The feeling would fade as reality took shape around her, the panic and loss would dissipate. Sometimes in the middle of the day she would search inside, trying to see if the feelings were real, if she could recall how it felt on the inside, and it would be difficult. The everyday numbed her into monotony. And it was just as well, for the numbness was the only way she could navigate the world alone. Without love.
XXX
Sarah had a job that she reported to every day. Making a living was an important part of feeling worthwhile, with a purpose, maybe even a goal. For some, it filled the time, provided structure. That's what the social workers had told her, sometimes treating her as if her disability was mental as well as physical.

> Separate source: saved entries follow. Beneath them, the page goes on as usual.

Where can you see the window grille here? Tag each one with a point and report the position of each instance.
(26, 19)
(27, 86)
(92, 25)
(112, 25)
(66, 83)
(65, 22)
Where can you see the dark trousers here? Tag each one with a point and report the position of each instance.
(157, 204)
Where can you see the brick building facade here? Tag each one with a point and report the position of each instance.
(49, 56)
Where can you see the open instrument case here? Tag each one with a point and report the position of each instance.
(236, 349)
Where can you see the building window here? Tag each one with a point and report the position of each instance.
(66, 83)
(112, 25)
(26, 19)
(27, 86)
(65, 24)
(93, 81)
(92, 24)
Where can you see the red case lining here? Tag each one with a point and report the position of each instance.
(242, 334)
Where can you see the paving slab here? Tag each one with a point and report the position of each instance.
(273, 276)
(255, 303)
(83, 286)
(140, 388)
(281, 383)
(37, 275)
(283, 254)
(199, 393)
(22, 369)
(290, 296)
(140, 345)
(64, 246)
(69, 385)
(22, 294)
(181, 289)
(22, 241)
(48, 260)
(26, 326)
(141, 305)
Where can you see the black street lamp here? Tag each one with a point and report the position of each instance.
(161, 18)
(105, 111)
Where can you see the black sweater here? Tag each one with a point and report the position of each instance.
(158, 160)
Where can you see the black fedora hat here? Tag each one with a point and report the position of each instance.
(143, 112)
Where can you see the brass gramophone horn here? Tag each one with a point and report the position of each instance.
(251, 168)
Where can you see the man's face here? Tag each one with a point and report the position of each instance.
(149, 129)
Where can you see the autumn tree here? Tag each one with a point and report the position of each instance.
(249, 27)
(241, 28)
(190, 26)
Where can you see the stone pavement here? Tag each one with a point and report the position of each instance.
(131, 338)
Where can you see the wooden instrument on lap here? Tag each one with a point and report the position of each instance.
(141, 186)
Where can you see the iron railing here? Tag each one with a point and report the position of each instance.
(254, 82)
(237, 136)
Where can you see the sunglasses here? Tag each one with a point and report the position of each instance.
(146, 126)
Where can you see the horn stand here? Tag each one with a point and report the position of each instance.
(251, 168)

With no college degree, as a disabled ward of the court, her options had been more limited than someone she would have called normal, but better than someone with more severe handicaps. When she had turned 18, her social worker, in parting, had given her a list of leads, places where she could work. She had been overjoyed, a rare instance embedded in the misery of facing life head on with limited choices, to learn she could work at the library. It didn't pay very much, and it had little hope for advancement, but she supported herself. Living in a one-room apartment in a dingy rooming house.

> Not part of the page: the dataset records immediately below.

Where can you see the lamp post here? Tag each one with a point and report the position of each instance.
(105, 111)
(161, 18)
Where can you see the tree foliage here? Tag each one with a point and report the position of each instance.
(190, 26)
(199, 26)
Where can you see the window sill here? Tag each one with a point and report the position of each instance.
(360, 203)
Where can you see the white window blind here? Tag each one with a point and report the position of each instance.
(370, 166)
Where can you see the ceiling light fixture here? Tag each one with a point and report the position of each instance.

She went to the library every day, helping people find books, checking books in and out. Putting books back on the shelf. Cataloging new books as they arrived, marking them in the computer. It was quiet, peaceful, and full of the things she loved most in the world. When all her job tasks were completed, she was allowed to read at her desk. Anything she could get her hands on, she would read. Things she was interested in, fiction, non-fiction. Sometimes she would ask people about the books they were checking out, or returning, but she would usually get more information from the sleeve of the book than from the people who read them. One word answers never sufficed.
One of her co-workers at the library, an older woman, close to retirement, would tell her all the time she should join a book club, if she wanted to discuss things she read. Primarily, the thought was daunting, as it required finding a group of strangers and insinuating herself inside, something she would talk herself out of easily. Then she would think about what it would be like–and she would completely talk herself out of it. The same people blurting one word answers, eating snacks, drinking, gossiping, eventually getting around to blurting one word answers in a circle. She had very little faith in the intellectuality of those around her.

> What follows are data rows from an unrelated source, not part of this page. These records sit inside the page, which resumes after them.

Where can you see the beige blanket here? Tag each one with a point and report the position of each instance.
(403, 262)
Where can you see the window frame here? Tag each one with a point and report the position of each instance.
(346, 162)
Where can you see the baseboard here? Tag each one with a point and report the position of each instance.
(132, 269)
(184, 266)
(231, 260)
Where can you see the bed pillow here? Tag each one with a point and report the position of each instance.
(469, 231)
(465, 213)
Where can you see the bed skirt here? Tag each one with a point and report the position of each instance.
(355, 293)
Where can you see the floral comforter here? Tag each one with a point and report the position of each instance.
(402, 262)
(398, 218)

It was not looking down, or snobbery, or belittling in any way. She was just different. She accepted this about herself. Her chances of coming across another person who could understand her, really understand her, were slim. There just weren't any people she could converse with on that level in her daily life. She was an introvert, so her thoughts alone in her head most of the time were sufficient.
The only time it wasn't was in the space between wakefulness and dream, when she could feel the edges of the cavern inside her, and wish it was full.